While it is true that he submitted a report to the Bureau of Land Management recommending protection of after-arising allotment rights, it appears that his recommendation was ignored. In any event, we must defer to the Department’s interpretation of its administrative orders if that interpretation is “not unreasonable [and] the language of the orders bears [that] construction.” Udall v. Tallman, 380 U.S. 1, 18, 85 S.Ct. 792, 802, 13 L.Ed.2d 616 (1965). We cannot say that the Department’s interpretation is unreasonable.
Ill
CONCLUSION
Since 1867, Congress has permitted the use and occupancy of unappropriated real property by Alaska Natives. In the case of the plaintiffs before us, their hope and expectation of attaining title to the lands that they and their ancestors have occupied for generations has been thwarted by administrative withdrawals. The fairness of this administrative action, which has deprived the plaintiffs of any chance to obtain title, should be reviewed by Congress.
The judgment of the district court is AFFIRMED.
. The district court certified a class of plaintiffs consisting of:
All Alaska Natives who made timely application for allotments under the Alaska Native Allotment Act ... for lands located within the boundaries of those National Wildlife Refuges, now known as the Arctic National Wildlife Refuge, the Yukon Delta National Wildlife Refuge and the Kodiak National Wildlife Refuse [sic] and whose applications have been or will be denied because the land they sought was considered reserved or otherwise unavailable for allotment for reasons related to or arising out of its status as withdrawn land.

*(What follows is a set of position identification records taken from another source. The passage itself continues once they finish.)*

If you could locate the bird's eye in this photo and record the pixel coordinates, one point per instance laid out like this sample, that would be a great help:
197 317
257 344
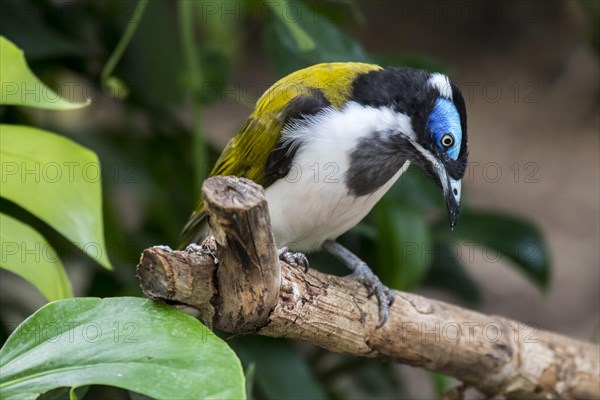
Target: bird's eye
447 140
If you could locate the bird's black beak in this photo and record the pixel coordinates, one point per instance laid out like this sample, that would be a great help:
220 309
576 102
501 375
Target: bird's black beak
452 195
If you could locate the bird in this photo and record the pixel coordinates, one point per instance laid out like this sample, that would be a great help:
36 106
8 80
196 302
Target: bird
328 141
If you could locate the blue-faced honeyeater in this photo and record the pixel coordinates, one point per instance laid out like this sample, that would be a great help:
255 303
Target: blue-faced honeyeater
328 141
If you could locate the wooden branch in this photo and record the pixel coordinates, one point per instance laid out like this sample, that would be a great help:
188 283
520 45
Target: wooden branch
238 285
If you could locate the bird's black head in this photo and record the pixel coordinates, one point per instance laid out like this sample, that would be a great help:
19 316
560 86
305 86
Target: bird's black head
438 139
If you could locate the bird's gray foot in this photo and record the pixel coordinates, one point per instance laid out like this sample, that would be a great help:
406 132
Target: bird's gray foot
362 273
297 260
385 296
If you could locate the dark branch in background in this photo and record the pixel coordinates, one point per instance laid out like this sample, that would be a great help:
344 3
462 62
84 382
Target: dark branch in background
238 285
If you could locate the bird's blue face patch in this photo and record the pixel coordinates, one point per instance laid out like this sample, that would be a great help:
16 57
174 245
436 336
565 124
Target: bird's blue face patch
444 125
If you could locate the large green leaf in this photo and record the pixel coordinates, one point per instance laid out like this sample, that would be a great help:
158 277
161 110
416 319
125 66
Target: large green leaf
503 235
279 371
448 273
58 181
26 253
404 246
19 86
131 343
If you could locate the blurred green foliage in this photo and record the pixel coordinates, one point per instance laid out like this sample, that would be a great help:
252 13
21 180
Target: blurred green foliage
147 125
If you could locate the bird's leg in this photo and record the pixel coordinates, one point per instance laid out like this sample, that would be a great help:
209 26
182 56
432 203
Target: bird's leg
362 272
297 260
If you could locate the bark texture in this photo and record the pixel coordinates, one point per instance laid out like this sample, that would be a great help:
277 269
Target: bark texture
237 283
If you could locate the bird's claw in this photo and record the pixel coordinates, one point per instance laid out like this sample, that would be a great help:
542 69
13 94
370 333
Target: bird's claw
385 296
297 260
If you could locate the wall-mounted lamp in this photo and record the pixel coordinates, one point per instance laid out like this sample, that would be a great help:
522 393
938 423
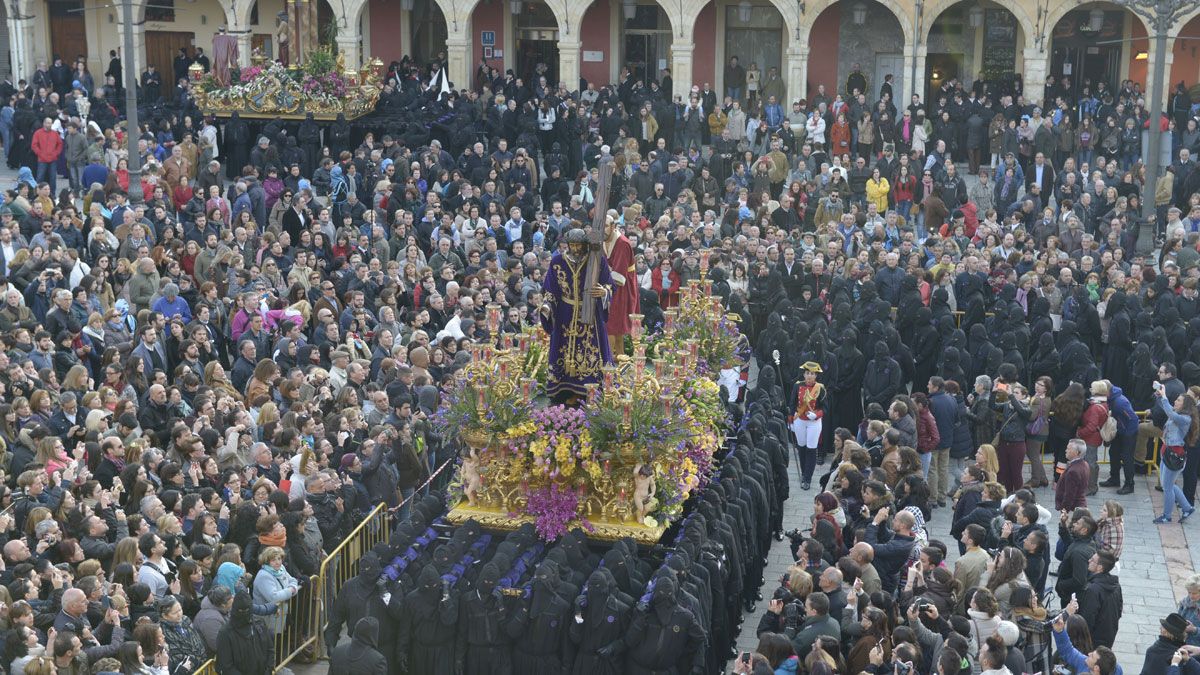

. The plaintiffs also argue that the Executive lacks authority to extinguish rights created by Congress. Even if Congress had vested the right to seek allotments in the Alaska Natives, this is *1320not a case in which the President has acted without'regard to the will of Congress. See, e.g., Youngstown Sheet & Tube Co. v. Sawyer, 343 U.S. 579, 72 S.Ct. 863, 96 L.Ed. 1153 (1952). See generally Quint, The Separation of Powers Under Carter, 62 Texas L.Rev. 785, 788-826 (1984) (discussing conflicts in the allocation of policymaking power between the executive and legislative branches in the absence of an express construtional provision). Instead, we find that the Executive’s actions were expressly authorized by the Pickett Act and ratified by ANILCA.
. The Clarence Rhode National Wildlife Range was incorporated into the Yukon Delta National Wildlife Range by section 303(7) of ANILCA.